What’s new: Groq offers cloud access to Meta’s Llama 2 and Mistral.ai’s Mixtral at speeds an order of magnitude greater than other AI platforms. Registered users can try it here.
How it works: Groq’s cloud platform is based on its proprietary GroqChip, a processor specialized for large language model inference that the company calls a language processing unit or LPU. The company plans to serve other models eventually, but its main business is selling chips. It focuses on inference on the theory that demand for a model’s inference can increase while demand for its training tends to be fixed.

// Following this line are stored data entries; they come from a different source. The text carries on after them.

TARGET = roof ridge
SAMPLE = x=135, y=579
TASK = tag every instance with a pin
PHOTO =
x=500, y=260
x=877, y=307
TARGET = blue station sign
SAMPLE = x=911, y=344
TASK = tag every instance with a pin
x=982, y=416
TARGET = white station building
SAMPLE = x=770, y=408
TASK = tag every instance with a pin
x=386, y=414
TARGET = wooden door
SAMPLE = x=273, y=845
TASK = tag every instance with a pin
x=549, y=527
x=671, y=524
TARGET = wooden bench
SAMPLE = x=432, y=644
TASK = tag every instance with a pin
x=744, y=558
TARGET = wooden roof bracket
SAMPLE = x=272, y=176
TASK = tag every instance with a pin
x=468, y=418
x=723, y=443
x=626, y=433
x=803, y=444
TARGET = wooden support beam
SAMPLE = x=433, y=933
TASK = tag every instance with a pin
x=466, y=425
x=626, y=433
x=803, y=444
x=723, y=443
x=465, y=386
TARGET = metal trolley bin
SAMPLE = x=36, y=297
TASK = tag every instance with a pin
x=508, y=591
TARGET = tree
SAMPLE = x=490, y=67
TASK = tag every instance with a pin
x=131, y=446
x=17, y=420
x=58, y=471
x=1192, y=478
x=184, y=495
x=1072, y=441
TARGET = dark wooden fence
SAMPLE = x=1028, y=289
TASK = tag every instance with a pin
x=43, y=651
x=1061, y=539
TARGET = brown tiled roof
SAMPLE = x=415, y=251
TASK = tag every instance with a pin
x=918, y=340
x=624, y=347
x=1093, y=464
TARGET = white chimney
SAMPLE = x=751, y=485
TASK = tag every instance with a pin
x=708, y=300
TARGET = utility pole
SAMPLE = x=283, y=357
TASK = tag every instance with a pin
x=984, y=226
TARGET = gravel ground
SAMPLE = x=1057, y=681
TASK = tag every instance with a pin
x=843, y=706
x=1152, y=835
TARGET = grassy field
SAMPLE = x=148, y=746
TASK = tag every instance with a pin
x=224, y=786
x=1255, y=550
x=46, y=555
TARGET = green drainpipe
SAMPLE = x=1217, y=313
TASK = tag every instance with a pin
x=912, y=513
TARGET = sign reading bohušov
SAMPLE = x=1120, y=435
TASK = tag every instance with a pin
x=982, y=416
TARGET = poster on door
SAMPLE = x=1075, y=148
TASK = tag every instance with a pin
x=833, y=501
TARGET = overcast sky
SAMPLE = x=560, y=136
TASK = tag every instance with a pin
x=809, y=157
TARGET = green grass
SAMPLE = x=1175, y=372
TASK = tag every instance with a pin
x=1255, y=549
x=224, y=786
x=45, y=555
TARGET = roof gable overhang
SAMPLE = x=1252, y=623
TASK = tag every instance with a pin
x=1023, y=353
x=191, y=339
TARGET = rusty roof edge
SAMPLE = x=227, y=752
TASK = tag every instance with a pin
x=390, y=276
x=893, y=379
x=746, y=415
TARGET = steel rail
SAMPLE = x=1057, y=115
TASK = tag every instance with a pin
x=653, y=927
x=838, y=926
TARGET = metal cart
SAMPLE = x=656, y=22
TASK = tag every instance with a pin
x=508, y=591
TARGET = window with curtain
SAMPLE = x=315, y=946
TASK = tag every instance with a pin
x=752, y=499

- For approved users, Groq offers API access to Llama 2 70B (4,096-token context length, 300 tokens per second) for $0.70/$0.80 per million tokens of input/output, Llama 7B (2,048-token context length, 750 tokens per second) for $0.10 per million tokens, and Mixtral 8x7B SMoE (32,000-token context length, 480 tokens per second) for $0.27 per million tokens. A 10-day free trial is available.
- The benchmarking service Artificial Analysis clocked the median speed of Groq’s instances of Llama 2 70B at 241 tokens per second, while Azure’s was around 18 tokens per second. In addition, the platform outperformed several other cloud services on the Anyscale LLMPerf benchmark, as shown in the image above.
- A variety of novel design features enable the chip to run neural networks faster than other AI chips including the industry-leading Nvidia H100.
Behind the news: Groq founder Jonathan Ross previously worked at Google, where he spearheaded the development of that company’s tensor processing unit (TPU), another specialized AI chip.
Why it matters: Decades of ever faster chips have proven that users need all the speed they can get out of computers. With AI, rapid inference can make the difference between halting interactions and real-time spontaneity. Moreover, Groq shows that there’s plenty of innovation left in computing hardware as processors target general-purpose computing versus AI, inference versus training, language versus vision, and so on.
We’re thinking: Autonomous agents based on large language models (LLMs) can get a huge boost from very fast generation. People can read only so fast, the faster generation of text that’s intended to be read by humans has little value beyond a certain point. But an agent (as well as chain-of-thought and similar approaches to prompting) might need an LLM to “think” through multiple steps. Fast LLM inference can be immensely useful for building agents that can work on problems at length before reaching a conclusion.